If you really think that Lisp by itself embodies all the technology that is in C# 4.0, rather than merely being able to encode and implement such technologies, then I don't think you know what you're talking about. To get Lisp to do everything C# 4.0 can do, you'd have to write a compiler for it in Lisp macros. That Lisp has a macro system that can do this is, to me, no more interesting than that I can also write a compiler in assembler.
Gunpowder is not even remotely close to "the kind of technology that put a man on the moon". That's absurd.
Lisp might not have everything that C# 4.0 does, but so what? Most of the world still runs on C. Hell, for that matter, a depressing amount of the world still runs on Fortran and COBOL. C, Fortran, COBOL ... they are adequate, if not exactly fun, tools that can generally be used to get there from here. I promise you that there is nothing you can do in C# 4.0 and WTF 11.12 that I can't do in C.

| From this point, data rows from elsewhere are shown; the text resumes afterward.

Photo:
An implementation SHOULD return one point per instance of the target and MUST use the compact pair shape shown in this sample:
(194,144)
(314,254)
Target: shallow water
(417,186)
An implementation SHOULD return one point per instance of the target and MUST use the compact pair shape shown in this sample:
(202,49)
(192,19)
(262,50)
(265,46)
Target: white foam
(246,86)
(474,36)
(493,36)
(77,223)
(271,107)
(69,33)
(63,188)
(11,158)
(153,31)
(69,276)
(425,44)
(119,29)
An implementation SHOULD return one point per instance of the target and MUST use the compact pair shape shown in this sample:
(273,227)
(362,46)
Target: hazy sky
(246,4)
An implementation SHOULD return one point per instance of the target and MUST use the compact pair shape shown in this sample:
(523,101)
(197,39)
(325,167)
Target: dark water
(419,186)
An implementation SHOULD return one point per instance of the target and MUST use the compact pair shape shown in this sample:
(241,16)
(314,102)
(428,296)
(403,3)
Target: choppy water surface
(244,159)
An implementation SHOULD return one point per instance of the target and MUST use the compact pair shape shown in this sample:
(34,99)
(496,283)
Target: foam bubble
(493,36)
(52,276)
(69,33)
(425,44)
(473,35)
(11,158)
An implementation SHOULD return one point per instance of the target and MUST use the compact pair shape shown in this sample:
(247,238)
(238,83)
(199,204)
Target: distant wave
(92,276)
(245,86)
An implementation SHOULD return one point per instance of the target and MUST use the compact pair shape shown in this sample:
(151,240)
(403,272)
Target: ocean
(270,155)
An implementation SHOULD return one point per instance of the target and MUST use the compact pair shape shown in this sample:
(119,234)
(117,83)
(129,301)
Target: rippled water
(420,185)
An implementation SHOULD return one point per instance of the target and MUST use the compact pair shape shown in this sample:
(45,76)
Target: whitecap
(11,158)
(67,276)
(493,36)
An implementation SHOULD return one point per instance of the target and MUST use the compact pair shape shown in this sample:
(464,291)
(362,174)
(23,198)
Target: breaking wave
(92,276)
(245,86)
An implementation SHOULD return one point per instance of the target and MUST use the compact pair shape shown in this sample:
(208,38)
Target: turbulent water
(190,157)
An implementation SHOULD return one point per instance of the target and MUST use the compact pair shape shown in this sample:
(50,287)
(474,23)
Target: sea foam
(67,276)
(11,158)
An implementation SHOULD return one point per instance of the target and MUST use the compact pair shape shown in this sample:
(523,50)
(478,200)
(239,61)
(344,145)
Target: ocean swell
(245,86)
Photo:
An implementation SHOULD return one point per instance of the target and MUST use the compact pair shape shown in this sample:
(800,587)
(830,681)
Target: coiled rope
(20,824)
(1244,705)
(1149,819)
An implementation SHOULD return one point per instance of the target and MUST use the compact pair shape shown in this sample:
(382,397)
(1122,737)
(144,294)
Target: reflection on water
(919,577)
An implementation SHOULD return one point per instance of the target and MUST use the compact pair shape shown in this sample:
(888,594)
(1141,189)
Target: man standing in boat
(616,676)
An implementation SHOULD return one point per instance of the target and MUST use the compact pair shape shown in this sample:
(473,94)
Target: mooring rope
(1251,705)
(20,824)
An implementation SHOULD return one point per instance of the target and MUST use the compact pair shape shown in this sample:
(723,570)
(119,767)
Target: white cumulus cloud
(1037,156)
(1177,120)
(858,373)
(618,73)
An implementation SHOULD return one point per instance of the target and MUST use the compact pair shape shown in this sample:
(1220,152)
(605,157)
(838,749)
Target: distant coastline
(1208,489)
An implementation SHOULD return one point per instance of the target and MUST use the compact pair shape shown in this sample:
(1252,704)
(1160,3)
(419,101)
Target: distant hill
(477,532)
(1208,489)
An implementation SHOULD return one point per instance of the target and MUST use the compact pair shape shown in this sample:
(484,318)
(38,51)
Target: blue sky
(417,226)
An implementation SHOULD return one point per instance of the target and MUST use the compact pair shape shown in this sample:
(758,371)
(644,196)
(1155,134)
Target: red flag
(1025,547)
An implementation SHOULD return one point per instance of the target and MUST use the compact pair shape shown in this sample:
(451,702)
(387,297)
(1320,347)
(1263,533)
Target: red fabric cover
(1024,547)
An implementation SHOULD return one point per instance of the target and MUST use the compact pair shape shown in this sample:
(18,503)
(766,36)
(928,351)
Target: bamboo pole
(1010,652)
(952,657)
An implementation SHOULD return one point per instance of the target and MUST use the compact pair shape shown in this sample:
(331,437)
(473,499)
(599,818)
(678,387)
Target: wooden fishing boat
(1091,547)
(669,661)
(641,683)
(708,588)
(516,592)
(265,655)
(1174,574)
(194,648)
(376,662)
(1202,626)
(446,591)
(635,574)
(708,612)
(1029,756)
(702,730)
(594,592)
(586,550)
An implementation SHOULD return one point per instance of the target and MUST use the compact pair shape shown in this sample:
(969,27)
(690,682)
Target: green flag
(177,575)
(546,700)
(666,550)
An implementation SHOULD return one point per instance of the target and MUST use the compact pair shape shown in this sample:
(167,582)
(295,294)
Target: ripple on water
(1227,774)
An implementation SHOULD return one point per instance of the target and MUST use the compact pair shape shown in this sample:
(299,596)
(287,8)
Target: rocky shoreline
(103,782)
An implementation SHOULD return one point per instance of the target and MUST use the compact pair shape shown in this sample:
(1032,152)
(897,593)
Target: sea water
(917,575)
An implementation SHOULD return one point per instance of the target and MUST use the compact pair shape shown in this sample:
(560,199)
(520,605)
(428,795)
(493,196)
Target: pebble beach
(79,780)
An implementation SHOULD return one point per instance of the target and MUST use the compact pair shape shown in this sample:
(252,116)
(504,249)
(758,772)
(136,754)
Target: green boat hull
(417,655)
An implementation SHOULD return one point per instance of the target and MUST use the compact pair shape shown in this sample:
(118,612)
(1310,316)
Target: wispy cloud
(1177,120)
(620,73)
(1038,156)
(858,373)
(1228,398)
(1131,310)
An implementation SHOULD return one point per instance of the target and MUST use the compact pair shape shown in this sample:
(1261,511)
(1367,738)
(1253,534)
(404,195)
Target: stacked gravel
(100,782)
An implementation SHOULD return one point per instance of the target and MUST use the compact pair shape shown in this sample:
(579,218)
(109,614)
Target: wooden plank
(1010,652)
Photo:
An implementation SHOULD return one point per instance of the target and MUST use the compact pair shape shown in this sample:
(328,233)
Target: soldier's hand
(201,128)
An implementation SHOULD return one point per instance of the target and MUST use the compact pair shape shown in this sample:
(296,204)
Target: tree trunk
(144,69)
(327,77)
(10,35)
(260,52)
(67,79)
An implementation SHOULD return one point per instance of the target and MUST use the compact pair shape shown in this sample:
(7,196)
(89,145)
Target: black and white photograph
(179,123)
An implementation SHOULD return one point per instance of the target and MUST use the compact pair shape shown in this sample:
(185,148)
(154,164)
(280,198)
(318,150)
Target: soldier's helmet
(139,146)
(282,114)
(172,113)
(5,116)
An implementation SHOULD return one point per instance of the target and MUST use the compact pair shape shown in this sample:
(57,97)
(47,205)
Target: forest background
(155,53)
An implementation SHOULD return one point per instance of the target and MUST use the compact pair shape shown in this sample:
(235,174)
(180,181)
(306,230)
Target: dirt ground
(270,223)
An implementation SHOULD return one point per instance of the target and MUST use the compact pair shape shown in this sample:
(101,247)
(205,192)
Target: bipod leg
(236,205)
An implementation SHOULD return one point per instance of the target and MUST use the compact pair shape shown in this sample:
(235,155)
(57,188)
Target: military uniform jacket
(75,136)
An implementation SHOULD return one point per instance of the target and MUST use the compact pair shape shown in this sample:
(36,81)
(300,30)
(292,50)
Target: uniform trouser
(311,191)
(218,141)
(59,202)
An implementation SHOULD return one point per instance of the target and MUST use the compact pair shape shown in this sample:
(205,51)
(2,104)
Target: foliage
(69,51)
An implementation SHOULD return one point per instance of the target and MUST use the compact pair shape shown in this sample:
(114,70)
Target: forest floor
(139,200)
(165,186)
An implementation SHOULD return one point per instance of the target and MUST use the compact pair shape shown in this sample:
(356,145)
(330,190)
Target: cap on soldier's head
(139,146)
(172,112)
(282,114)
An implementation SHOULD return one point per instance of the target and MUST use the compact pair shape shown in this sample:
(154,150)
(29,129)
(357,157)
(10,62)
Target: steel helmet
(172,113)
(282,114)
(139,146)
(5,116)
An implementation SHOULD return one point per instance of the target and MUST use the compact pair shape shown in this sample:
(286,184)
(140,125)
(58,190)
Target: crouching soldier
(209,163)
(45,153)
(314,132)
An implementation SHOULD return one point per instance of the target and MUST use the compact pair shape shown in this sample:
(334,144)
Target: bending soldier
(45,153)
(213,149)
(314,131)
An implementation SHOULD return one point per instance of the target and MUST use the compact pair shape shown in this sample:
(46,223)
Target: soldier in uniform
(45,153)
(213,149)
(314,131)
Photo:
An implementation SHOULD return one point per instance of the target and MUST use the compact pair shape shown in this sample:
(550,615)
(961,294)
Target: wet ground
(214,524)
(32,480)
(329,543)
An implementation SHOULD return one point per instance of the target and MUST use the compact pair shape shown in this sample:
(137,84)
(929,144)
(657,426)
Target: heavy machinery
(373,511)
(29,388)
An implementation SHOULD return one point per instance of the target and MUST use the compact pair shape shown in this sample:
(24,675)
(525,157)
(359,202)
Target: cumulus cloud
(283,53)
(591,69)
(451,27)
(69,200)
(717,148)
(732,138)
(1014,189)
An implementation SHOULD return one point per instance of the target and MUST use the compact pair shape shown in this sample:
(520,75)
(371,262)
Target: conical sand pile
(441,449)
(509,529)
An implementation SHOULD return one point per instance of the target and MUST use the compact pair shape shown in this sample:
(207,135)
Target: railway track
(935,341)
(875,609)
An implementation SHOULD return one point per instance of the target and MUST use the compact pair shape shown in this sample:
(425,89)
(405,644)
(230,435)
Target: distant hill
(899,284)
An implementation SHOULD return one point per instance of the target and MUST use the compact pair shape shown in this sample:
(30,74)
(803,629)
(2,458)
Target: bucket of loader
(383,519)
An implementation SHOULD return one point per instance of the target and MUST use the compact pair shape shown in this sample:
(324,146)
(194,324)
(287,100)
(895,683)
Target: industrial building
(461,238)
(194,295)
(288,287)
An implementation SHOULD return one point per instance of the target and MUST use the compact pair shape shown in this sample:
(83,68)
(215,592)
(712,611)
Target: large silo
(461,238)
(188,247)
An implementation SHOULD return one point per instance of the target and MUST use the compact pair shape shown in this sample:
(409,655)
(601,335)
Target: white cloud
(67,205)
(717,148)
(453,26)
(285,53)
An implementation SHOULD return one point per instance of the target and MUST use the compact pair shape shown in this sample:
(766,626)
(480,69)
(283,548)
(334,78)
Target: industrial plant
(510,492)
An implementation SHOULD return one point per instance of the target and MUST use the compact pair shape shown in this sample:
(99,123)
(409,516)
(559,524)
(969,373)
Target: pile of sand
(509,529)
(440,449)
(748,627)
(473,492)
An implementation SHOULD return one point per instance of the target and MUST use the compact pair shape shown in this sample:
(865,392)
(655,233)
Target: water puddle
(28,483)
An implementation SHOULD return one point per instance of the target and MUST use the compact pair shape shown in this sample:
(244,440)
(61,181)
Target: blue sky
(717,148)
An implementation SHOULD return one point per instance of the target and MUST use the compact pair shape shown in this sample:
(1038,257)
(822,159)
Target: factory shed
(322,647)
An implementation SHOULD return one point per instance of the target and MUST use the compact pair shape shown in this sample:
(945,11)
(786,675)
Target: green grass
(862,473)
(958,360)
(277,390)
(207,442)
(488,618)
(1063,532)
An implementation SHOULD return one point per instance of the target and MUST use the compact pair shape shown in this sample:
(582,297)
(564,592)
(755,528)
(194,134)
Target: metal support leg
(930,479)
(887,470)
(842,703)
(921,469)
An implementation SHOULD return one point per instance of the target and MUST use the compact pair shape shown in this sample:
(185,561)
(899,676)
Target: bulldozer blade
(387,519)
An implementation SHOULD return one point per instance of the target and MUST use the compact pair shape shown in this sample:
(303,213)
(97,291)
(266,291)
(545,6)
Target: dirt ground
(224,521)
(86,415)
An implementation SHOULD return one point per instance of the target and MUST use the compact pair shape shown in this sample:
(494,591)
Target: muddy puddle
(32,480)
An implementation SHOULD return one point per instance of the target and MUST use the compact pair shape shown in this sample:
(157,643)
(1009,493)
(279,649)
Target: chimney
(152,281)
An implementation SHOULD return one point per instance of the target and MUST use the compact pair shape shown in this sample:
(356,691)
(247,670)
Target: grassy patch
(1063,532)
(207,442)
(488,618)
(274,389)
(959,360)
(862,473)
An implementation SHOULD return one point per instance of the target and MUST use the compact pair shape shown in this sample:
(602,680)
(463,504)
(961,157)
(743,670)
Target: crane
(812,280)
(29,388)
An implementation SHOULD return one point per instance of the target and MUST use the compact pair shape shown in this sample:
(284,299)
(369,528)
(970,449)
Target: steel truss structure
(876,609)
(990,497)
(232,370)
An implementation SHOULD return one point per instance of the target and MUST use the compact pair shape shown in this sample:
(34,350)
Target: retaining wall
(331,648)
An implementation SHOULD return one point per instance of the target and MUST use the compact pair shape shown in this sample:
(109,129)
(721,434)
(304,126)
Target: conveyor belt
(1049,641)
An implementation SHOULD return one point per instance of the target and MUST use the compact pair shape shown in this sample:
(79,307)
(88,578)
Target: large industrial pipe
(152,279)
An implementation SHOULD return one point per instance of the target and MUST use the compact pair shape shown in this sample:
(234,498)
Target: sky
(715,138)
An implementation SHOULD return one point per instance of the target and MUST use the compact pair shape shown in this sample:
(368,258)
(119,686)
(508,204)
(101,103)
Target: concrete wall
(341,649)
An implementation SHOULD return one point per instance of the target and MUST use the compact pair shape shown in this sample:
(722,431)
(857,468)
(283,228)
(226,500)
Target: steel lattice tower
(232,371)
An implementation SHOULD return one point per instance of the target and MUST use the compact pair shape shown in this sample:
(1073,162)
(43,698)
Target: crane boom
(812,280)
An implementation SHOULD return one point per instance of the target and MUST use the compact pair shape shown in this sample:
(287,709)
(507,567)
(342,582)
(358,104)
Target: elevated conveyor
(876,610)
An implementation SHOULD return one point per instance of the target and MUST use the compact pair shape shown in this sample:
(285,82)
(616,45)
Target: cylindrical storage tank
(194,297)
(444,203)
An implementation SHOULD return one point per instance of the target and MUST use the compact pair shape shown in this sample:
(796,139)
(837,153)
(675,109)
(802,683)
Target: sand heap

But just go ahead and try to get to the moon using gunpowder.
The first cell phone was developed in 1947 http://en.wikipedia.org/wiki/History_of_mobile_phones
The Internet starts in 1950 http://en.wikipedia.org/wiki/History_of_the_Internet
Tablet computers were prototyped in 1968 http://en.wikipedia.org/wiki/Dynabook
It's the economic improvement since that created the iPad. iPad is not in anyway comparable to the technological innovation in 1960 that put a man to the moon.
It's like someone using VS2010 and C# 4.0 seeing the SICP book for the first time, or a chance encounter with LISP. And you would know we didn't improve that much since the days we put a man on the moon.